A strong recounting of a German fighter group's final three weeks before being pushed out of Sicily in July 1943 would have been worth reading in itself. What makes Steinhoff's book an engrossing and amazing read is its literary quality. The prose is never flashy but the writing makes you feel the heat and dust of Sicily, the oil smell and high-altitude cold inside a Bf 109 cockpit, the emotions of fliers who feel abandoned and insulted by their high command. Steinhoff also deftly describes the character of many of the men he served with. It's billed as a diary but is really a memoir, although possibly based on a diary.

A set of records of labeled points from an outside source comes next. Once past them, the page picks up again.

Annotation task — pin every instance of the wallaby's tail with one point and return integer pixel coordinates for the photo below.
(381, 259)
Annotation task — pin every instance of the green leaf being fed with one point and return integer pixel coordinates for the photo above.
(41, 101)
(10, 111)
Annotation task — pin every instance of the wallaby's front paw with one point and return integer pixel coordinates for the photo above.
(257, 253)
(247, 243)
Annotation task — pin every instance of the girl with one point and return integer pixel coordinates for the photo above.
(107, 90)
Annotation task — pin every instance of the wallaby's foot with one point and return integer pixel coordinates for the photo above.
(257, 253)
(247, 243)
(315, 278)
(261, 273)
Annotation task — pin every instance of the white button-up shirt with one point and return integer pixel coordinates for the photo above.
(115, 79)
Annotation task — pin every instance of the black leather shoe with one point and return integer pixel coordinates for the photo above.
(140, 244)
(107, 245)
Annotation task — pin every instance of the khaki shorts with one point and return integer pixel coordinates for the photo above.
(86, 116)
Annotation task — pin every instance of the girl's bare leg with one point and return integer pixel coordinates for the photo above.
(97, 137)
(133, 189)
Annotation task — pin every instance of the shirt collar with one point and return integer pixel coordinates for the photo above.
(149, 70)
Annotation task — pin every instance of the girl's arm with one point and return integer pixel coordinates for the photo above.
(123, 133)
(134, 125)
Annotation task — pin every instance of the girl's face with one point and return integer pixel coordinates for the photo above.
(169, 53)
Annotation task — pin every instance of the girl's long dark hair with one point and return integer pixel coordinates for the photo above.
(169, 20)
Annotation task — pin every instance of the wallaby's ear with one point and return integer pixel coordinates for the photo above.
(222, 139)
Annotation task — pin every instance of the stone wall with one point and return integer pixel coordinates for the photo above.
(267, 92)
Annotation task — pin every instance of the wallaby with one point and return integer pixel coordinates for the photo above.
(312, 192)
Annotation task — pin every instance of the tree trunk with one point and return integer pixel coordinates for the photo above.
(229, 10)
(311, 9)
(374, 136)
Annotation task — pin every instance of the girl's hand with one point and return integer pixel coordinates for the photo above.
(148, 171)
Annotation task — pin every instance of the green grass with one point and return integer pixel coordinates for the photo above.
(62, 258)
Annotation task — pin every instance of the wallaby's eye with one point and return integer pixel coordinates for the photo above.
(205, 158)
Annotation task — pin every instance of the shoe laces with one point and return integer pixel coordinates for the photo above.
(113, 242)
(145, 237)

The intense focus on a few weeks of constant struggle to survive heightens the drama.
A quick Internet search for more information about Steinhoff added depth and context. He studied classics and languages for some years before a family shortage of money for further study led him to join the Luftwaffe in 1936; that helps explain his writing ability. He was highly circumspect about his own history. A description of one pilot's injuries and prospects for recovering from severe burns goes by without mention that Steinhoff himself suffered injuries and severe burns when another fighter crashed into his on takeoff in the last month of the war. He does not mention that his reconstructive surgery and convalescence took two years. In an epilogue, he describes his post-war career as being a painter of pottery and a junior advertising executive, leaving out the fact he had been called back to the military in the 1950s, eventually becoming the top Luftwaffe general and a senior air commander in NATO.
The few pages of epilogue take a remarkable turn. Steinhoff's memoir, originally published early in 1971, was apparently intended in part as an object lesson for NATO leaders on how to approach planning for air operations during the Cold War. The publisher of the English translation could have stood to clean up a few typos such as "bail out" sometimes being spelled as "bale out."